Doğan Satmış bey.. Siz değil misiniz, gazeteniz Cumhuriyet’ten kovulduğunuzda, gerekçe olarak, “ticari firmaların tüm masrafları karşılayarak, sponsorlu yurtdışı gezi ve turlarına bir gazete yöneticisinin katılıp, ardından -bir tür kefaret ödermişcesine- gizli reklam niteliğinde ya da geziyi organize eden firmanın istediği doğrultuda ve görünüşte haber formatında yayım yapılması” gösterilen kişi?

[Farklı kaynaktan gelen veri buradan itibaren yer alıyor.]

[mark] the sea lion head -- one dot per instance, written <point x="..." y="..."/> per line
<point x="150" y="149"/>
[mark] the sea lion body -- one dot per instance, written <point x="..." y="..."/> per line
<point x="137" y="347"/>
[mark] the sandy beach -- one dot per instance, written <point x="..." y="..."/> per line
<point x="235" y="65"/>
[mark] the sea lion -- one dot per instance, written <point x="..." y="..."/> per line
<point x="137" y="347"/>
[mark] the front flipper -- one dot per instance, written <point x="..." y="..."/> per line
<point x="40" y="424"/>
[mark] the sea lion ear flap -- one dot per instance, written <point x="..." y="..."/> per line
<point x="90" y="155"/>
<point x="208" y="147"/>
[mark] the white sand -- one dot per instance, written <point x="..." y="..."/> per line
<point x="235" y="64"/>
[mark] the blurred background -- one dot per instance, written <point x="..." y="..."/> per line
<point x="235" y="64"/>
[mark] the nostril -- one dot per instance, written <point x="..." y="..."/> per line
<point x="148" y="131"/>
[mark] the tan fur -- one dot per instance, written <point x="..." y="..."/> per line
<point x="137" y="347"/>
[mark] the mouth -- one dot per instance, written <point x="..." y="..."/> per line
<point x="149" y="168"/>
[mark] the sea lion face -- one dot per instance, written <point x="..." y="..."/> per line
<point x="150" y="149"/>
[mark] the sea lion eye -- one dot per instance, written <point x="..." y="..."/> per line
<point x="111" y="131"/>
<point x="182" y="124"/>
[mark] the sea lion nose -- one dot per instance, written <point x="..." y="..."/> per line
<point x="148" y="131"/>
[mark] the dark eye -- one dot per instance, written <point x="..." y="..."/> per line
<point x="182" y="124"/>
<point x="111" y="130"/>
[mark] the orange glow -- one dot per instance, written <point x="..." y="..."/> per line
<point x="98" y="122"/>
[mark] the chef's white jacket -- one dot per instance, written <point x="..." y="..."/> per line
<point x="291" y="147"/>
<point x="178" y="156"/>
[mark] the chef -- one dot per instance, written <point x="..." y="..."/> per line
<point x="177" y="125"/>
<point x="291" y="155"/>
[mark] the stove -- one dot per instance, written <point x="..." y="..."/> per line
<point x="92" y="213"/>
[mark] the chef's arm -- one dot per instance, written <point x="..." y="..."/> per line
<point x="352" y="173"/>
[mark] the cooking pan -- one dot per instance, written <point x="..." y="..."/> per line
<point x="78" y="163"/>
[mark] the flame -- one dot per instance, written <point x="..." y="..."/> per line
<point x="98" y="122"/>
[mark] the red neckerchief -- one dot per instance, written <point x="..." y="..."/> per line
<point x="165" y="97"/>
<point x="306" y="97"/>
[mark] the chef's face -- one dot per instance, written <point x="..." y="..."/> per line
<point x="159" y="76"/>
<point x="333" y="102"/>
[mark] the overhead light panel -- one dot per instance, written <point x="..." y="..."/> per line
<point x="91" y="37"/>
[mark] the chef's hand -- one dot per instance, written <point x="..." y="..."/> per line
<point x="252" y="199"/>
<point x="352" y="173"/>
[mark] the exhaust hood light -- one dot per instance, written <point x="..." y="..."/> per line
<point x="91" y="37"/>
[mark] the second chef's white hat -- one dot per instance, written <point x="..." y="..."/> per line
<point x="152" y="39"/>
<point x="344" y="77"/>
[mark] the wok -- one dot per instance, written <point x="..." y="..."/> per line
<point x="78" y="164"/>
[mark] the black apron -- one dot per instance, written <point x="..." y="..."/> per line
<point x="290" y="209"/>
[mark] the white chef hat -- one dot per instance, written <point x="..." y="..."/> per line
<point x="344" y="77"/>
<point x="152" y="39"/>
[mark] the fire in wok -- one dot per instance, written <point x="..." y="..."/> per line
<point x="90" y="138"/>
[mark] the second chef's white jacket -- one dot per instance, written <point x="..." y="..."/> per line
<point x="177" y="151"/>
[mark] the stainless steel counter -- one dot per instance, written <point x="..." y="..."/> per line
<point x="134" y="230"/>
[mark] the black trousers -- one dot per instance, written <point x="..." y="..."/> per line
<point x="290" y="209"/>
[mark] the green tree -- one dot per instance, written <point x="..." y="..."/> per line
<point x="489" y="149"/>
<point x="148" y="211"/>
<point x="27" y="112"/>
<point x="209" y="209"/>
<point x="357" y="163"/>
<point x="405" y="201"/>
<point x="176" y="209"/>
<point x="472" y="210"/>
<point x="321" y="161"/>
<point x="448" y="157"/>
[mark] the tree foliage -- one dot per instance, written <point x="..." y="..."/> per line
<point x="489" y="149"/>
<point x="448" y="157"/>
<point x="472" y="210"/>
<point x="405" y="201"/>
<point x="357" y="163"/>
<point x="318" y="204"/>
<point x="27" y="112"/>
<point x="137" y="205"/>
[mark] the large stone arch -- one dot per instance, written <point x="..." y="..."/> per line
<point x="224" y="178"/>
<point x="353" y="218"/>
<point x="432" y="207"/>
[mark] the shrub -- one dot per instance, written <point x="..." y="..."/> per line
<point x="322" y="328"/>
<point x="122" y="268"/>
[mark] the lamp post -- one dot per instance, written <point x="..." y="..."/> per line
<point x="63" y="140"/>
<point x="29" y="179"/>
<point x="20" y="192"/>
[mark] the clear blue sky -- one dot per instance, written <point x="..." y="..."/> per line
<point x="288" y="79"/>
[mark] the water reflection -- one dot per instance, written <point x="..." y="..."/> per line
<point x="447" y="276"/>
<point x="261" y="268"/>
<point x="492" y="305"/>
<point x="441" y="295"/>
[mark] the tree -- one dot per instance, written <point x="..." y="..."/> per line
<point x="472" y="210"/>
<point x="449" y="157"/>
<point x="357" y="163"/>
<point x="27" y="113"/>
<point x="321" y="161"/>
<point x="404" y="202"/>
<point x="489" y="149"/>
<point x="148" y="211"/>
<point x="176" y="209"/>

Turgut Kazan bey.. Siz değil misiniz, bu ülkenin 1 milyar dolarını hortumlayan Erol Aksoy’un avukatlığını yapan, Yargıtay’ın onama kararını erkenden öğrenip, yurtdışına kaçmasını sağlayan.. Ben size, daha ne diyeyim ki, adında “yüksek” olan o kuruldan ayrılasınız..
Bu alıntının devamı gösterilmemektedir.